17. You were referred to your current doctor by a lawyer.
18. You had a subsequent accident that caused your injuries.
19. You did not miss any time from work; therefore, you could not have been seriously injured.
20. Your doctor did not provide you with a written work excuse; therefore, you should have gone back to work immediately after the incident.
21. You had a poor work history prior to the incident; therefore, you likely would have missed work anyway.
22. Your prior tax returns do not match the claims you are now making about lost income.
23. You failed to file tax returns in the past.
24. The statute of limitations has expired (usually three years in Wisconsin).
25. You have no visible signs of injury.
26. You did not give a recorded statement to us; therefore, we cannot fully evaluate your case.
27. You did not notice the other car until impact or immediately before impact; therefore, you were inattentive and at fault.
28. You told the police or your doctor that the other car hit you from behind was going 50 m.p.h.; however, since most people could not have known the speed of someone behind them…you must be lying.
29. You were speeding; therefore, you must be at fault in causing the accident.
30. You stopped too fast in traffic, causing the other driver to rear-end you.
31. You were not wearing a seatbelt; therefore, you caused your own injuries. Note: Wisconsin law limits comparative negligence for failing to wear a seatbelt to 15%.
32. This type of car accident could not have caused the specific injuries you are claiming.
33. There was little damage to your vehicle; therefore, you could not have been too seriously hurt.
34. No police came to the scene; therefore, you could not have been seriously hurt.
35. No one else in your vehicle was injured; therefore, you should not have been injured.
36. There were no independent witnesses to the collision; therefore, it is our driver’s word against yours and our driver is not making a claim for injuries so he/she must be more credible.
37. You should have been able to avoid the collision.
38. Your ability to drive was impaired by alcohol, drugs, and/or medication.

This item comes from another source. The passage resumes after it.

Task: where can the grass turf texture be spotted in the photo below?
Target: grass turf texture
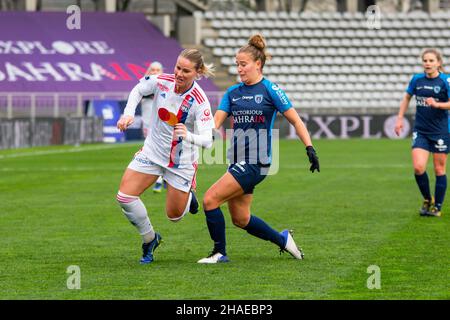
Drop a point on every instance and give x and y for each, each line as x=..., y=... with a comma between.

39. Our driver lost control due to invisible “black ice” which created a sudden emergency situation for which he/she is not responsible.
40. You were on a cell phone at the time; therefore, the collision was your fault.

There are many other arguments in addition to those listed above. Insurance companies and their lawyers can get very creative in their defense of an injury claim. Most people find that an experienced personal injury lawyer is necessary to anticipate and overcome these arguments.